The program evolved over the years to address newly emerging threats around the world. Nunn-Lugar played a critical role in responding to the Ebola outbreak in Africa and the Syrian and Libyan chemical weapons crises; reducing threats from foreign laboratories housing dangerous pathogens; and assisting nations in intercepting weapons that cross their borders and other proliferation pathways. The senator entrusted me to monitor the program’s activities, identify ways to improve and expand the program, and defend it from its critics.
For nearly 25 years, Sen. Lugar traveled the world to convince allies and former enemies to cooperatively reduce the threat of weapons of mass destruction. I watched him visit weapons facilities, meet with foreign presidents, cabinet ministers, and military leaders, and secure diplomatic breakthroughs. Sen. Lugar’s vision and dedication inspired a generation of defense experts to dedicate their lives to creating a world safe from weapons of mass destruction proliferation. His efforts were recognized with four Nobel Peace Prize nominations and the Presidential Medal of Honor.
The senator was instrumental in my being appointed director of the Defense Threat Reduction Agency in 2009. I proudly served until 2016. DTRA is a defense and combat support agency that supports the Department of Defense and the U.S. government in combatting threats posed by weapons of mass destruction and ensuring nuclear deterrence.
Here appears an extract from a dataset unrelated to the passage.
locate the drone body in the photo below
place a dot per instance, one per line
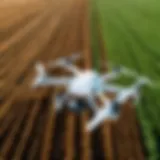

It is also DTRA’s responsibility to implement the Nunn-Lugar program and oversee the weapons dismantlement, material security and proliferation prevention programs.
When I joined PAE, I considered us a natural fit to win a seat on the Nunn-Lugar Cooperative Threat Reduction Program’s IDIQ contract. We deliver outstanding results in the most difficult of environments around the world. When PAE responded to the Ebola crisis in Africa, we worked closely with the Nunn-Lugar program, and our border security work in North Africa is crucial to stopping proliferation. PAE’s people, experience, commitment and singular focus continue Sen. Lugar’s vision of reducing threats to our country as far from American shores as possible.
PAE recently became the first new Nunn-Lugar contract performer in over two decades and just last month, we were awarded our first task order. Today, PAE shares the pleasure and responsibility of executing the Nunn-Lugar program.
On Sunday, April 28, Sen. Lugar died after a short illness. In the days since, hundreds of Americans and foreign leaders have expressed their condolences and sorrow in losing this diplomatic giant. The world will miss his intellect, vision, patient diplomacy and the positive impact he had on international security.
While the senator may no longer be with us, his lessons will carry on in those who had the chance to work with and be influenced by him. I am confident PAE will make Sen. Lugar proud in our execution of the Nunn-Lugar vision.